Le décret du 15 août 2015 précise la procédure à suivre, le transfert étant soumis à plusieurs accords et garanties. Le « tiers demandeur » doit d’abord obtenir un accord préalable du préfet en lui adressant une demande comprenant l’accord écrit du dernier exploitant sur le type d’usage futur envisagé et l’étendue du transfert des obligations de réhabilitation et de surveillance, et la proposition de l’usage futur du site qu’il envisage. A cela s’ajoute l’accord du maire ou du président de l’établissement public de coopération intercommunale compétent en matière d’urbanisme et du propriétaire, lorsque l’usage futur du site qu’il envisage n’est pas soit définis dans l’arrêté d’autorisation ou d’enregistrement de l’installation ou soit ne correspond pas à celui déterminé en application des dispositions applicables du code de l’environnement (C. envr., art. R. 512-76). Ensuite, en cas de réponse positive du préfet, il devra indiquer le type d’usage retenu et le délai dans lequel le tiers demandeur devra lui adresser le dossier de demande de substitution comprenant, notamment, les mesures de gestion de dépollution pour assurer la compatibilité de l’usage futur et l’état des sols (C. envr., art. R 512-78). Le préfet doit transmettre au dernier exploitant ce dossier afin de recueillir son accord.


Le préfet va statuer sur la demande de substitution et en cas d’accord, délivrera un arrêté de substitution dans lequel il définira les travaux à réaliser compte tenu du type d’usage retenu, le délai dans lequel ces travaux doivent être mis en oeuvre et le montant et la durée des garanties financières. Le préfet doit fixer également le délai dans lequel le tiers demandeur devra lui adresser l’attestation de la maîtrise foncière du terrain, ou l’autorisation du propriétaire de réaliser les travaux prescrits, et l’attestation de constitution des garanties financières. Passé ce délai, l’arrêté est caduc et le dernier exploitant devra alors réaliser la remise en état du site.

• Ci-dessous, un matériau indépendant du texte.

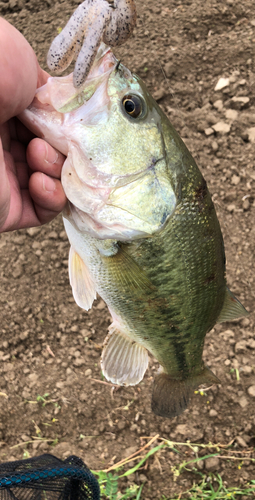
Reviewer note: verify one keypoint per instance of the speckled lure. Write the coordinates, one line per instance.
(94, 20)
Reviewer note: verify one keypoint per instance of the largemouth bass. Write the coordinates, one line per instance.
(142, 226)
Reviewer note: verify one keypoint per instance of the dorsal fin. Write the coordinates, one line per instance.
(232, 308)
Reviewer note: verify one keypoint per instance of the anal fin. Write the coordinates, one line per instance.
(171, 396)
(123, 362)
(84, 291)
(232, 308)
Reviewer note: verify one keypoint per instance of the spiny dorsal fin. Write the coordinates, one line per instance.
(123, 361)
(232, 308)
(84, 291)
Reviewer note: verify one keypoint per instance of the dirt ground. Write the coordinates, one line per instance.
(51, 348)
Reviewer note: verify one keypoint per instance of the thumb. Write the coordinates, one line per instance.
(4, 189)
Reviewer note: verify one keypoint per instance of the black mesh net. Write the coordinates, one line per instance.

Le tiers doit attester de ses capacités à réaliser les travaux de réhabilitation du site en justifiant de capacités techniques suffisantes et de garanties financières couvrant la réalisation desdits travaux. Le tiers est ainsi soumis aux mêmes obligations administratives que le dernier exploitant.

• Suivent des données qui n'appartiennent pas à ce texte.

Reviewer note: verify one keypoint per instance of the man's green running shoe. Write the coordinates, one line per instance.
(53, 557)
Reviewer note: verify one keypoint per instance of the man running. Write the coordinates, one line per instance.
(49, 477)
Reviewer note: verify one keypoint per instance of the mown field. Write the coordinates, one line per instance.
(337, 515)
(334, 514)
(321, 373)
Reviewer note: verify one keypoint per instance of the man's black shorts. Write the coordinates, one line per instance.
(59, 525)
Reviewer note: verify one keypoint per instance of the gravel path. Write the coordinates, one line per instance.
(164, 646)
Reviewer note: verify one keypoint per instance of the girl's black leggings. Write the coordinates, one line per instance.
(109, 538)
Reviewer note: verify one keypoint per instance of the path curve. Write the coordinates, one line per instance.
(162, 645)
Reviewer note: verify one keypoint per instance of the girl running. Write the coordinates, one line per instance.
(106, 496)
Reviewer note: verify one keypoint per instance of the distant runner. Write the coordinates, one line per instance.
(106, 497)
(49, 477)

L’arrêté du 18 août 2015 a précisé les modèles d’attestation de constitution des garanties financières en fonction de la garantie choisie par le tiers demandeur. Il peut s’agir en premier lieu d’une garantie à première demande d’un établissement de crédit, d’une société de financement, d’une entreprise d’assurance, d’une société de caution mutuelle, en deuxième lieu d’une consignation entre les mains de la Caisse des dépôts ou en troisième lieu d’une garantie autonome à première demande dans les conditions prévues par l’article R 512-80 du code de l’environnement.

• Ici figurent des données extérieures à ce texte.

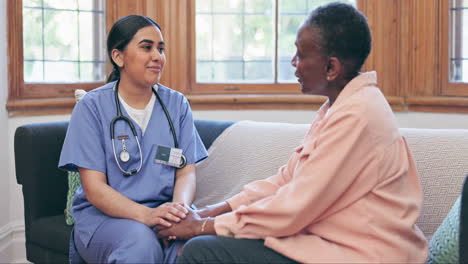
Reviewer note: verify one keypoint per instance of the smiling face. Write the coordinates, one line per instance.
(311, 65)
(142, 61)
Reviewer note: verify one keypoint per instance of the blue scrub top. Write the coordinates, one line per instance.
(88, 145)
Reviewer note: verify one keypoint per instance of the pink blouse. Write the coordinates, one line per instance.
(349, 193)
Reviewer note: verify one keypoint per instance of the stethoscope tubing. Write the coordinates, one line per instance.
(121, 117)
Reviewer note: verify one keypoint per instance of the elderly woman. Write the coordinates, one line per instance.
(349, 193)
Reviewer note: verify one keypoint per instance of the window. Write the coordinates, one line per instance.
(242, 42)
(419, 52)
(58, 52)
(454, 48)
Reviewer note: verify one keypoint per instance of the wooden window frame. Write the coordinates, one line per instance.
(409, 51)
(32, 97)
(448, 88)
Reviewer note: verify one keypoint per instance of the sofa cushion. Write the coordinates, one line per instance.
(51, 233)
(73, 183)
(443, 247)
(244, 152)
(441, 159)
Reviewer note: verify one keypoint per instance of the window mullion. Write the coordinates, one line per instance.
(276, 26)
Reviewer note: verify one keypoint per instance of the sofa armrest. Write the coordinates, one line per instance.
(37, 150)
(464, 224)
(209, 130)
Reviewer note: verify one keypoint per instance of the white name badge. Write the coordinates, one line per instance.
(169, 156)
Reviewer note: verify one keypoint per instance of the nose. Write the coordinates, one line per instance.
(156, 55)
(293, 61)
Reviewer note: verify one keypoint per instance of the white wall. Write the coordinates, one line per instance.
(11, 203)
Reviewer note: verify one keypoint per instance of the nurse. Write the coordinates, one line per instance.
(129, 190)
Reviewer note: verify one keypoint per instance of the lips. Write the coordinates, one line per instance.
(156, 69)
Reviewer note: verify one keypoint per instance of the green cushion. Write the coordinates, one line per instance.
(73, 184)
(443, 247)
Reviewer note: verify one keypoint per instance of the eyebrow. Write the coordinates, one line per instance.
(151, 42)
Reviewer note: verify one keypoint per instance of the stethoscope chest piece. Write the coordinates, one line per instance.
(124, 156)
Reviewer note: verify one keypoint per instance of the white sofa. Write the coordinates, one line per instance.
(249, 150)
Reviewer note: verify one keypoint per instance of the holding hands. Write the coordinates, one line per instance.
(189, 227)
(165, 215)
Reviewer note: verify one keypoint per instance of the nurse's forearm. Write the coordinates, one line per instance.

2.2. La création d’une hiérarchie des responsables en matière des sols pollués


Le nouvel article L 556-3 II du code de l’environnement clarifie la hiérarchie des responsables de l’obligation administrative de remise en état. En premier lieu, le dernier exploitant d’une ICPE à l’origine de la pollution des sols, ou le tiers intéressé et le maître d’ouvrage à l’initiative du changement d’usage, chacun pour ses obligations respectives. Pour les sols pollués par une autre origine, le producteur des déchets ayant contribué à l’origine de la pollution des sols ou le détenteur des déchets dont la faute y a contribué. En deuxième lieu, à titre subsidiaire et en l’absence des principaux responsables, le propriétaire du terrain s’il est démontré qu’il a fait preuve de négligence ou qu’il n’est pas étranger à cette pollution. Le législateur reprend la jurisprudence du Conseil d’Etant ayant reconnu la responsabilité subsidiaire du propriétaire négligent en matière des sols pollués (3).

 

(1) Article L514-20 : Lorsqu’une installation soumise à autorisation ou à enregistrement a été exploitée sur un terrain, le vendeur de ce terrain est tenu d’en informer par écrit l’acheteur ; il l’informe également, pour autant qu’il les connaisse, des dangers ou inconvénients importants qui résultent de l’exploitation. (…).

(2) Cass., ch. mixte, 8 juill. 2015, n° 13-26.686

(3) Notamment, CE, 1er mars 2013, n° 348912 et CE, 26 juillet 2011, n°328651.